What Breaks Knowledge Graph based RAG? Empirical Insights into Reasoning under Incomplete Knowledge
Dongzhuoran Zhou, Yuqicheng Zhu, Xiaxia Wang, Hongkuan Zhou, Yuan He, Jiaoyan Chen, Steffen Staab, Evgeny Kharlamov
TL;DR
This paper tackles the problem of evaluating KG-RAG systems under knowledge incompleteness, a realistic challenge for real-world knowledge graphs. It introduces a general benchmark construction pipeline that mines high-confidence Horn rules with AMIE3, removes inferable triples, and generates natural-language questions whose answers require reasoning over alternative KG paths.
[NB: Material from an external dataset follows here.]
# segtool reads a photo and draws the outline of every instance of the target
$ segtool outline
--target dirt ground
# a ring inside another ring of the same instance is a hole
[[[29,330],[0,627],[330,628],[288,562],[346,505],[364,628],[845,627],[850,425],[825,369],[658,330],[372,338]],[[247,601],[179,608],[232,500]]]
An evaluation protocol standardizes metrics (e.g., Hits@Any, F1, Hits@Hard) and postprocessing to ensure fair cross-study comparisons, while experiments across Family, FB15k-237, and Wikidata5m reveal that current KG-RAG models struggle when direct evidence is missing and often rely on textual labels and memorized surface forms. The findings point to important directions for future work, including retrieval strategies for alternative paths, robust reasoning modules that generalize beyond specific relation patterns, and improved evaluation practices that align with real-world incompleteness.
Abstract
Knowledge Graph-based Retrieval-Augmented Generation (KG-RAG) is an increasingly explored approach for combining the reasoning capabilities of large language models with the structured evidence of knowledge graphs. However, current evaluation practices fall short: existing benchmarks often include questions that can be directly answered using existing triples in KG, making it unclear whether models perform reasoning or simply retrieve answers directly. Moreover, inconsistent evaluation metrics and lenient answer matching criteria further obscure meaningful comparisons. In this work, we introduce a general method for constructing benchmarks, together with an evaluation protocol, to systematically assess KG-RAG methods under knowledge incompleteness. Our empirical results show that current KG-RAG methods have limited reasoning ability under missing knowledge, often rely on internal memorization, and exhibit varying degrees of generalization depending on their design.